Komödie
Thomas Bernhard, victime permanente des verdicts ratés. On l'a décrit pessimiste (il l'est), sinistre (il ne l'est pas), haïsseur de la Terre entière et en particulier de l'Autriche ; Il aime peut-être trop l'amour pour aimer les choses terrestres.
En 1984, sa compagne ("La Tante", de trente-cinq ans son ainée) vient de
mourir. Il écrit
Maitres anciens, qu'il sous-titre "Comédie". Mais
Bernhard n'est pas un écrivain. Il déteste la littérature. Il ne se dit pas romancier, metteur en scène, faiseur de théâtre, ni même narrateur. Il écrit. Quand on lui demande ce qu'il est, il dit qu'il écrit, voilà ce que disait
Bernhard.
Poseur de bombes, personne n'échappe à son ire sardonique. Ni le Greco, ni Beethoven, ni Klimt, ni Stifter. On se les gâche tous quoi qu'il arrive. On les kitschifie, quand ils ne sont pas kitsch par eux-même, et c'est notre faute.
Seulement,
Bernhard, même quand il est narrateur, n'est que passif. Dans
Maîtres anciens, c'est un monologue de Reger, dans la salle Bordonne du Musée des Arts anciens de Vienne. Qui observe L'Homme à la barbe blanche du Tintoret. le personnage, veuf depuis peu (ja) tire à boulets rouges sur tout l'art de ces
maîtres anciens. Atzbacher (le narrateur, très peu nommé) relate l'enfer personnel de Reger, qui exprime son obsession pour son fauteuil de la salle Bordonne du Musée des Arts anciens de Vienne, et pour ce qu'il déteste chez le Tintoret, chez les amateurs d'art, les artistes, et globalement chez tous les habitants de ce monde.
Malgré ce qu'on pourrait bien imaginer, ou mal lire, Reger /
Bernhard propose des solutions. Sur l'intelligence de l'observation. Ne pas regarder les tableaux de trop près, ne pas lire trop fort, ne pas écouter trop profondément, ne pas aimer trop fort, au risque de tout se gâcher.

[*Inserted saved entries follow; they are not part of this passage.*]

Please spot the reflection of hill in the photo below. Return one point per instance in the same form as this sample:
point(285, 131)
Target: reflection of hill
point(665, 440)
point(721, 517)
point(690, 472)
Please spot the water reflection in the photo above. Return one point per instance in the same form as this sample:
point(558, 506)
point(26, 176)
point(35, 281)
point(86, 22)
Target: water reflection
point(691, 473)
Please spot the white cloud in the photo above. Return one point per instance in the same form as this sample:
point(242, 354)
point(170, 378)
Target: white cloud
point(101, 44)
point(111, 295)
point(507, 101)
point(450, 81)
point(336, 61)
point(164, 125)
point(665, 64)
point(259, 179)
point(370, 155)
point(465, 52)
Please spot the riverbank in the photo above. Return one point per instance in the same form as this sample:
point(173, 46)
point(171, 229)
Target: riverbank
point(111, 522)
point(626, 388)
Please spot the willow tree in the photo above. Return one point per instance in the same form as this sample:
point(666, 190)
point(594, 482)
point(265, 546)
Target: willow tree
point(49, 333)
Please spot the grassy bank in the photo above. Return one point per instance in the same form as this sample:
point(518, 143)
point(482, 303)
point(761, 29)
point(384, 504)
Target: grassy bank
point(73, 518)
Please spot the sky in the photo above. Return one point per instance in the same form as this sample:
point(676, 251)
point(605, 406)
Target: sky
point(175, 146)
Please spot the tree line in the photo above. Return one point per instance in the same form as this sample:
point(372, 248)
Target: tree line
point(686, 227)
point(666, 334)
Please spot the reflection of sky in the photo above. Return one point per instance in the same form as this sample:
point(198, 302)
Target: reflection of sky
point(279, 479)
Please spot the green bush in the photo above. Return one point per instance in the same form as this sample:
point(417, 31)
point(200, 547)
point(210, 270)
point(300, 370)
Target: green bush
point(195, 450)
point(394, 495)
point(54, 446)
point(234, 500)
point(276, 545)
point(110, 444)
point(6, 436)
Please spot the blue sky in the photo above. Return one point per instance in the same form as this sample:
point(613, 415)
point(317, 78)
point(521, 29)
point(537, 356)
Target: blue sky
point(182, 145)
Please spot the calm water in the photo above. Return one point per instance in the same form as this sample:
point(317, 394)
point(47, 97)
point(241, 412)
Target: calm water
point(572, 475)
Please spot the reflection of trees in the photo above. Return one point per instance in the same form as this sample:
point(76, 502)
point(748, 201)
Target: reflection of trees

C'est tout un art. L'admiration étant le propre de l'imbécile, la frontière est ténue entre le critique d'art moribond et l'amant abstrayant.
C'est donc purement un objet livresque intellectuel. Mais cérébral. Mais sensoriel. Donc jamais quoi que ce soit de tangible. Ce serait du gâchis. D'où la Comédie. le rire point dans l'exagération, dans l'extrêmisme de Eger, dans le dynamitage de toutes les institutions.
Il se trouve que tantôt nous sommes des artistes de la parole, tantôt des artistes du silence, et nous perfectionnons cet art au plus haut point, c'est ce qu'a dit Eger.
Quant au style de
Bernhard, ça ne ressemble à rien d'autre. C'est un flux ininterrompu et répétitif de désamorçages d'intrigues, d'idées esthétiques et de paradigmes possibles, tout en n'apportant aucune réponse définitive. A la rigueur, on peut rapprocher
Bernhard de la tradition très autrichienne des écrivains qui méprisent leur pays (la Cacanie - comme le caca,
oui - de Musil ;
la Ronde obscène de
Schnitzler ; le Monde d'hier de Zweig).
Thomas Bernhard est un écrivain à points d'ancrage. On voit apparaitre des motifs en permanence, et quand vient une idée, elle est prolongée, enfoncée dans la gorge jusqu'à la nausée, puis annihilée, explosée.
Thomas Bernhard répète à l'envie les mêmes motifs, c'est cela qu'a dit Gepeoh ce jour-là, assis dans son canapé de la rue R******. La philosophie, l'art et l'autrichien est dégoûtant, c'est un pays apathique, pire que tous les pires pays d'Europe, un pays catholico-national-socialiste en décrépitude, a dit Eger dans le fauteuil de la salle Bordonne du Musée des Arts anciens de Vienne, a écrit Artzbacher, arrêtant Eger dans son flux de parole, c'est cela qu'a écrit
Bernhard, veuf, installé tristement dans sa ferme de haute-Autriche, or il n'est pas un temps à être lyrique, a relaté Gepeoh depuis son canapé, tout en ignorant que ce flux inexistant en la forme n'est probablement qu'un amusement de plus pour l'humour si singulier et trompeur de
Bernhard.
Il n'y a rien, strictement rien qui nous sauvera. La musique, l'amour, la mesure. le jeu peut-être. La comédie. C'est cela qu'a voulu dire
Bernhard. Pas négativiste. Désespéré. Dans l'attente de sa mort, la mort d'un tubard.